When Mr. Obama said it was not true that the Democrats were proposing to provide health coverage to illegal immigrants, Representative Joe Wilson of South Carolina yelled back, "You lie!" Mr. Wilson apologized but his outburst led to a six-day national debate on civility and decorum, and the House formally rebuked him on Sept. 15.
The president placed a price tag on the plan of about $900 billion over 10 years, which he said was "less than we have spent on the Iraq and Afghanistan wars."
He also announced a new initiative to create pilot projects intended to curb medical malpractice lawsuits, a cause important to physicians and Republicans.
THE BAUCUS BILL
The chairman of the Senate Finance Committee, Max Baucus, introduced his long-awaited plan in September 2009. The bill closely resembles what Mr. Obama said he wanted, except that it does not include a new government insurance plan to compete with private insurers.
Mr. Baucus's bill is the least expensive of five major health care bills moving through Congress, with a cost of $774 billion over 10 years, compared with price tags of more than $1 trillion for the other measures.
Like the other bills, Mr. Baucus's proposal would require most Americans to have health insurance, with financial penalties for those who flout the requirement.
However, instead of creating a new government health plan, Mr. Baucus would set up nonprofit insurance cooperatives in every state. His plan offers subsidies to help low- and middle-income people buy insurance, but eligibility is more limited.

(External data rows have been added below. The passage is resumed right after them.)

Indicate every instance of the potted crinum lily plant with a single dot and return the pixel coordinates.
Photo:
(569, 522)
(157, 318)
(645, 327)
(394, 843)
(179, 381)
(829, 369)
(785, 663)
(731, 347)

Unlike the other bills, the Baucus plan would impose a new excise tax on insurance companies that sell high-end policies.
The bill would not require employers to offer coverage. But employers with more than 50 workers would have to reimburse the government for some or all of the cost of subsidies provided to employees who buy insurance on their own.
The Baucus bill is likely to be modified as it lurches through the committee to the Senate floor and then, presumably, on to negotiations with the House.